Democratising earth observation data: co-creating localised national-scale machine learning classification models through country-driven field surveys and Digital Earth Pacific.
11-20, 09:00–09:25 (Pacific/Auckland), WA220

This paper highlights the datasets, analytical tools, computational capacity and insights made possible through Digital Earth Pacific (DE Pacific). The paper focuses on the use case of participatory land use land cover model calibration and validation using QField and the Digital Earth Pacific Jupyter Analytics Hub.


Introduction

Earth and Ocean observation technologies have advanced rapidly over the past decades, becoming not only more detailed in terms of spectral and temporal coverage but also increasingly accessible for a wide range of users.
Yet there have been ongoing barriers to the uptake and adoption of earth observation analytics needed to inform policy makers. Often these barriers have included complex and overly technocratic language and workflows whereby obstructing access and obscuring insights from satellite data. This has resulted in most analysis of satellite data being limited to academic and research oriented groups.
Other options have recently emerged with the potential to support a wider range of users to gain access to insights from earth observations. However, many of these work workflows remain obscured due to technical and emerging cost barriers. Others may rely on specific packages and libraries that sometimes become deprecated overtime, reducing the overall long-term replicability of these workflows for wider users.
Recent advancements in cloud computing infrastructure in the Pacific region have the potential to enable wider access for various users to access standardized and customised replicable workflows in the long term without cost.
This paper highlights the datasets, analytical tools, computational capacity and insights made possible through Digital Earth Pacific (DE Pacific). This is a public technology infrastructure which has learned from the models of Digital Earth Africa, and Digital Earth Australia.

Land cover monitoring:
Land Use Land Cover (LULC) models shed light on the proportions and distributions of different natural and man-made environments across landscapes at given points in time. When multiple land cover model maps are generated for different points in time, the results can be analysed to detect changes in different land use and land cover classes over time. This analysis is commonly applied to the monitoring and management of a wide range of sectors including, but not limited to, forestry, agriculture, urban planning, infrastructure, water management and mining (Topuz and Deniz, 2023). Yet, there have been persisting challenges for machine learning approaches to meet thresholds of accuracy while generating LULC classification models at scale. Some of these challenges have included:
Generating LULC models that provide an accurate prediction of land use and land cover distribution at the local scale (meeting accuracy assessment thresholds of X)
Scaling of LULC models across diverse ecosystems and geographies while continuing to still meet accuracy assessment thresholds.
Reconciling between local needs inputs including groundcover observation points and globally standardised LULC classes and models (for reporting purposes).
There is no one ideal classification of land use and land cover, and it is unlikely that one could ever be developed. There are different perspectives in the classification process, and the process itself tends to be subjective, even when an objective numerical approach is used (USGS, 1976).

Aims
The aim of this paper is to provide an overview of the Digital Earth Pacific and some of its recent scientific benchmarking.
This paper focuses on the used case of nationally driven land service for land cover machine learning classification models. This participatory workflow may be of interest to other stakeholders in the Pacific and more widely who are interested in replicating this for other use cases and sectors. In doing so, the paper may shed some light on best practices within the Pacific region for land use land cover model calibration and validation. The paper will also seek to highlight the long-term replicability of these open-source workflows that are not subject to pay walls or commercial platforms.
The paper is also intended to raise greater awareness of the current datasets, regional products as well as the methods and workflows used in Digital Earth Pacific.

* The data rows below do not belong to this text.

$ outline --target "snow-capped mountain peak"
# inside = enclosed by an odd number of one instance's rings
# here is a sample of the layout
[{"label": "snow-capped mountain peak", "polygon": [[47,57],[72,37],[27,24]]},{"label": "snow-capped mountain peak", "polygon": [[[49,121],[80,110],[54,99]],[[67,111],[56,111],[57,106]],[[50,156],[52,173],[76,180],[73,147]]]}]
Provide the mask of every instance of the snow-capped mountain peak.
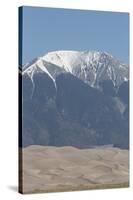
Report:
[{"label": "snow-capped mountain peak", "polygon": [[98,51],[53,51],[23,69],[23,74],[27,73],[32,79],[34,73],[46,73],[54,83],[60,73],[71,73],[92,87],[99,87],[103,80],[112,80],[118,87],[129,79],[126,64],[106,52]]}]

  1. Materials and methods
    2.1. Study area(s)
    Study areas included PICTs that have participated in past DE Pacific Land Cover Assessment Skills Transfer (LCAST) workshops: Tonga, Fiji, The Republic of the Marshall Islands (RMI), Palau, Tuvalu and the Cook Islands.

2.2. Data and processing
2.2.1. Satellite imagery and the Digital Earth Pacific GeoMAD
Men of the analysis ready data products are made possible through the DE Pacific GeoMAD (Leith, forthcoming).

2.2.2. Participatory field data calibration and validation using QField
QField is an open access and open source mobile application that is connected to quantum geographic information systems (QGIS) software. This mobile app allows for the collection of Geotagged data points, transects, polygons, and other field data features. In this use case, these data sets are crucial for the calibration and validation of machine learning land cover classification models.
The participatory elements of these workflows are supported through open-source approaches. The country driven surveys involved use of QField to GPS points that provide a range of different values for the different land cover classes. There are six standardized land cover classes as defined by the IPCC in the Chapter 2 of Chapter 2: Generic Methodologies Applicable to Multiple Land-Use Categories.
Through country-driven workshops and surveys, local participants are able to contribute to a spectral database that allows for the training of machine learning land cover models. There are options to collect more detailed classes, including other land uses and land cover types outside of the standardized six classes. By including Traditional Ecological Knowledge (TEK) there is also greater room for localization and customization of capabilities with greater room for local inputs into capturing more complexity in terms of Land Use and Land Cover (LULC) changes . A longer list of land cover classes can also be aggregated into a simpler list, including for compatibility with the IPCC classes.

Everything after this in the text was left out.